Poland and Norway discuss the future of waste management


The fast-changing waste management sector is facing some key strategic decisions regarding its future direction. In recent years, Green Business Norway has actively promoted the exchange of best practice between Poland and Norway.

Last autumn a delegation of Polish government officials and politicians visited Norway at the invitation of Green Business Norway. The Polish delegation visited several waste management facilities, including the ROAF inter-municipal waste processing plant in Romerike, the Lindum biogas and fertilizer plant in Drammen, Infinitum’s sorting plant for recyclable drink cartons and plastic bottles, and Hafslund’s small-scale recycling plant in Sarpsborg.

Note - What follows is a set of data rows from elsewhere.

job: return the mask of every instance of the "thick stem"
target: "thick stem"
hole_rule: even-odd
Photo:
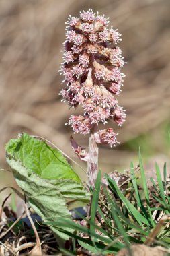
[[[94,188],[95,182],[98,172],[99,148],[95,142],[94,133],[97,125],[95,125],[89,138],[89,160],[87,163],[88,185]]]

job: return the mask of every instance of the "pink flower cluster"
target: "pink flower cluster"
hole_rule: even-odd
[[[75,133],[86,135],[101,121],[114,120],[121,126],[126,114],[114,95],[121,91],[124,62],[122,51],[117,46],[120,34],[112,28],[104,15],[97,15],[91,9],[80,13],[79,18],[70,16],[67,22],[64,42],[64,62],[60,73],[67,84],[60,94],[62,101],[73,107],[81,105],[84,115],[72,115],[68,124]],[[112,129],[95,133],[96,142],[117,143]]]

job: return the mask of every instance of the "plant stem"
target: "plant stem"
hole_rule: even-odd
[[[91,130],[89,144],[89,160],[87,162],[88,185],[94,189],[98,172],[99,148],[96,143],[94,133],[97,129],[95,125]]]

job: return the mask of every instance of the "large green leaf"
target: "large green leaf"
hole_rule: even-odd
[[[71,218],[69,199],[89,201],[80,179],[58,150],[26,133],[10,140],[5,150],[17,184],[44,221]],[[67,238],[57,228],[53,230]]]

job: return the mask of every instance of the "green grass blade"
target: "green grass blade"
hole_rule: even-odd
[[[119,220],[119,218],[117,215],[116,211],[114,210],[113,206],[112,206],[112,218],[114,220],[115,223],[118,227],[119,233],[124,238],[125,245],[126,246],[126,247],[128,249],[128,251],[129,252],[129,255],[131,256],[132,255],[132,251],[130,249],[130,243],[128,241],[128,236],[127,235],[126,232],[125,232],[124,227],[122,225],[122,224]]]
[[[139,166],[140,166],[140,175],[141,175],[141,179],[142,179],[142,187],[143,187],[143,190],[144,190],[144,194],[145,196],[146,204],[147,204],[147,208],[148,211],[148,214],[149,214],[149,219],[148,221],[150,222],[150,224],[153,226],[155,226],[155,222],[154,220],[153,219],[152,217],[152,213],[150,209],[150,204],[149,204],[149,191],[148,189],[148,185],[147,185],[147,181],[146,181],[146,178],[145,176],[145,172],[143,167],[143,164],[142,161],[142,157],[141,157],[141,153],[140,153],[140,150],[139,149]]]
[[[163,188],[163,185],[162,178],[161,176],[160,170],[159,170],[159,168],[157,163],[156,163],[156,164],[155,164],[155,168],[156,168],[156,174],[157,174],[158,186],[159,186],[159,189],[160,191],[160,195],[161,195],[161,197],[163,201],[164,201],[164,203],[165,203],[165,205],[166,206],[166,208],[167,210],[169,210],[169,211],[170,207],[169,207],[169,205],[168,205],[167,200],[166,200],[166,198],[165,197],[164,188]]]
[[[135,220],[138,222],[138,224],[143,228],[143,224],[149,226],[149,222],[148,222],[148,220],[144,216],[143,216],[123,195],[123,193],[118,187],[115,181],[110,179],[108,175],[107,175],[106,177],[108,177],[108,181],[110,187],[113,188],[113,190],[116,191],[116,193],[120,199],[122,201],[126,207],[131,213],[132,216],[135,218]]]
[[[120,207],[116,205],[116,203],[114,201],[114,200],[111,197],[108,191],[107,191],[107,196],[108,196],[108,201],[110,202],[110,204],[114,206],[115,210],[117,212],[118,214],[120,216],[120,218],[122,220],[122,221],[124,222],[125,224],[128,225],[129,228],[130,228],[131,229],[137,230],[139,233],[143,234],[144,236],[147,236],[148,235],[149,232],[145,231],[144,229],[141,228],[140,226],[136,225],[134,222],[130,221],[128,218],[124,216],[124,214],[120,210]],[[111,214],[112,214],[112,212],[111,212]]]
[[[98,206],[99,197],[100,193],[101,186],[101,170],[99,171],[98,175],[96,179],[95,188],[93,191],[93,197],[91,205],[91,222],[95,223],[96,212]],[[90,231],[95,232],[95,226],[90,225]]]

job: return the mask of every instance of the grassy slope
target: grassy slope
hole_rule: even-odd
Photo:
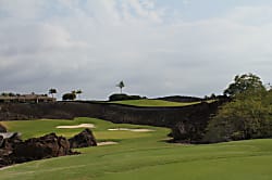
[[[125,100],[125,101],[112,101],[110,103],[135,105],[135,106],[186,106],[197,104],[200,102],[178,103],[163,100]]]
[[[164,128],[114,125],[77,118],[4,123],[26,137],[51,132],[59,125],[92,123],[98,140],[120,144],[79,150],[82,155],[30,162],[0,170],[1,179],[272,179],[272,140],[250,140],[209,145],[168,144]],[[153,132],[108,131],[114,127],[152,128]],[[39,129],[39,130],[38,130]],[[34,132],[35,130],[35,132]],[[57,129],[54,129],[57,130]],[[72,136],[77,130],[57,130]]]

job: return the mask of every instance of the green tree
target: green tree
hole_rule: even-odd
[[[57,89],[54,89],[54,88],[49,89],[49,94],[51,94],[52,98],[53,98],[54,93],[57,93]]]
[[[209,121],[205,141],[272,137],[272,92],[247,90],[223,105]]]
[[[124,81],[123,81],[123,80],[121,80],[121,81],[116,85],[116,87],[119,87],[119,88],[120,88],[120,93],[122,93],[122,89],[125,87]]]
[[[76,90],[76,94],[78,94],[78,99],[79,99],[79,95],[83,93],[83,91],[81,89]]]
[[[261,79],[249,73],[244,75],[237,75],[234,78],[234,82],[231,83],[227,89],[224,90],[225,95],[235,97],[236,94],[243,93],[247,90],[258,91],[264,90]]]
[[[76,99],[76,94],[75,93],[64,93],[62,95],[62,100],[66,101],[66,100],[75,100]]]

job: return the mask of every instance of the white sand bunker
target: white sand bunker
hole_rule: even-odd
[[[75,126],[57,126],[58,129],[75,129],[75,128],[95,128],[92,124],[81,124]]]
[[[129,129],[129,128],[114,128],[114,129],[108,129],[108,130],[126,130],[126,131],[133,131],[133,132],[151,132],[151,131],[154,131],[153,129]]]
[[[97,145],[98,146],[102,146],[102,145],[113,145],[113,144],[119,144],[118,142],[114,141],[104,141],[104,142],[98,142]]]

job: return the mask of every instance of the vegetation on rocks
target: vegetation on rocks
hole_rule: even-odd
[[[242,76],[246,77],[246,76]],[[232,140],[272,137],[272,91],[265,90],[260,78],[252,82],[252,75],[244,79],[244,88],[238,88],[240,79],[235,77],[237,87],[232,94],[233,101],[223,105],[208,125],[205,141],[221,142]],[[255,85],[251,85],[255,83]],[[242,91],[243,89],[243,91]]]

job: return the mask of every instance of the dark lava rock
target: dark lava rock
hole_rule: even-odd
[[[7,128],[0,124],[0,132],[7,132]]]
[[[72,154],[75,153],[71,151],[69,140],[64,137],[58,137],[55,133],[16,143],[13,150],[16,163]]]
[[[85,129],[75,137],[69,139],[71,149],[86,147],[86,146],[96,146],[97,141],[91,130]]]

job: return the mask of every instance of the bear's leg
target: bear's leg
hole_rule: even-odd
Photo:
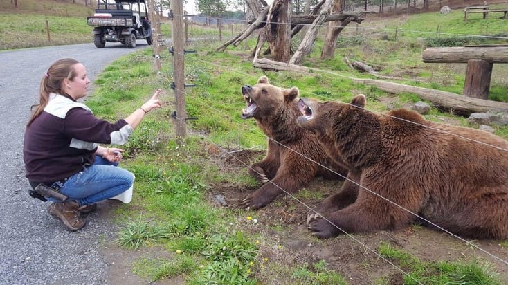
[[[273,178],[280,165],[279,147],[272,140],[269,140],[266,155],[262,160],[253,163],[248,167],[248,174],[260,184],[264,184]]]
[[[307,215],[307,224],[320,216],[330,214],[352,204],[356,200],[360,181],[359,170],[351,169],[347,173],[347,178],[341,188],[341,190],[325,199],[317,208],[316,211],[312,211]]]
[[[429,218],[432,223],[426,223],[426,226],[439,231],[444,229],[466,238],[508,239],[508,203],[505,200],[492,201],[482,197],[463,203],[467,204],[449,215]]]
[[[280,168],[279,172],[270,183],[264,185],[244,199],[242,206],[259,209],[270,203],[282,193],[282,190],[291,194],[305,187],[314,178],[316,172],[300,170],[302,171],[288,172],[289,170],[285,167]]]
[[[409,200],[397,195],[397,193],[408,194],[410,192],[410,190],[404,192],[401,189],[390,189],[395,195],[388,196],[387,193],[390,192],[385,189],[377,188],[375,186],[365,187],[368,189],[377,189],[379,195],[397,203],[400,207],[365,190],[360,189],[358,198],[354,203],[325,215],[323,219],[318,217],[311,221],[307,226],[309,230],[314,232],[314,235],[324,239],[341,233],[397,230],[406,226],[415,219],[414,215],[404,209],[417,212],[417,203],[412,202],[417,202],[418,199]]]

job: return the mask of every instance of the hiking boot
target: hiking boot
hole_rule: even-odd
[[[94,203],[90,205],[83,205],[80,206],[79,210],[81,214],[91,213],[97,210],[97,204]]]
[[[80,206],[75,201],[53,203],[48,208],[52,216],[60,219],[73,232],[82,229],[87,222],[80,219]]]

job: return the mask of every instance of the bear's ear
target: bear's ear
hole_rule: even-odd
[[[257,80],[257,83],[269,84],[268,77],[264,75],[260,77],[260,79]]]
[[[282,95],[284,100],[286,102],[292,102],[296,98],[298,97],[300,91],[298,87],[293,87],[289,89],[283,89]]]
[[[357,95],[353,97],[353,99],[351,100],[351,104],[363,109],[364,107],[365,107],[366,100],[367,98],[365,98],[365,95],[358,94]]]

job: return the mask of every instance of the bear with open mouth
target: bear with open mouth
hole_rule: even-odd
[[[246,102],[242,118],[255,120],[268,138],[264,158],[248,167],[262,186],[243,200],[244,208],[264,207],[283,192],[295,193],[316,176],[343,179],[347,175],[347,168],[327,156],[314,132],[296,124],[298,88],[280,88],[262,76],[255,85],[243,86],[242,94]]]
[[[374,113],[365,100],[361,94],[350,104],[299,100],[298,125],[343,160],[359,185],[353,203],[309,214],[314,235],[394,230],[423,221],[464,237],[508,239],[507,140],[403,109]]]

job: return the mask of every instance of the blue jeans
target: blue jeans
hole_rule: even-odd
[[[90,205],[123,193],[134,183],[134,174],[96,156],[93,165],[71,176],[65,183],[55,182],[60,192],[80,205]]]

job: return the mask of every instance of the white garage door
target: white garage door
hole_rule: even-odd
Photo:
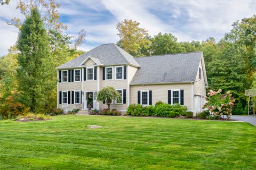
[[[194,97],[194,108],[195,109],[195,112],[201,112],[201,107],[202,107],[202,103],[201,103],[201,96],[195,96]]]

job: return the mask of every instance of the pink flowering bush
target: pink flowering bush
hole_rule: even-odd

This Tuesday, 3 March, Polish and Norwegian representatives will pick up where they left off and continue their discussions of the latest trends in waste management. Government officials, independent experts, scientists and municipal waste management companies from the two countries will meet at the Sejm, the lower house of the Polish parliament in Warsaw, to discuss issues such as:

  • How to legislate to meet current and future EU targets
  • Whether centralized separation is the way to get the most out of the waste collection system
  • How to plan energy-from-waste capacity
  • Identifying the most economical treatment option for organic waste
  • How to improve collection of growing volumes of recyclable drinks packaging

Beate Langset, director of information and administration at Romerike Avfallsforedling IKS (ROAF), an inter-municipal waste management company, is among those attending the seminar. Ms Langset is looking forward to resuming earlier positive discussions of waste management with her Polish counterparts.

“In 2012 we visited Poland for a closer look at their separation facilities for municipal solid waste. At the time, we were considering a major transition from separation at source to centralized separation. Our visit to the Polish plants convinced us that centralized separation really does work.”

Centralized separation, says Ms Langset, has enabled ROAF to streamline its operations. The company has put in place a highly efficient transport and logistics system and achieved high waste diversion rates.

ROAF’s earlier study trip to Poland illustrates the benefits of sharing best practice. Green Business Norway expects Tuesday’s seminar at the Polish parliament to lead to further success stories of this kind.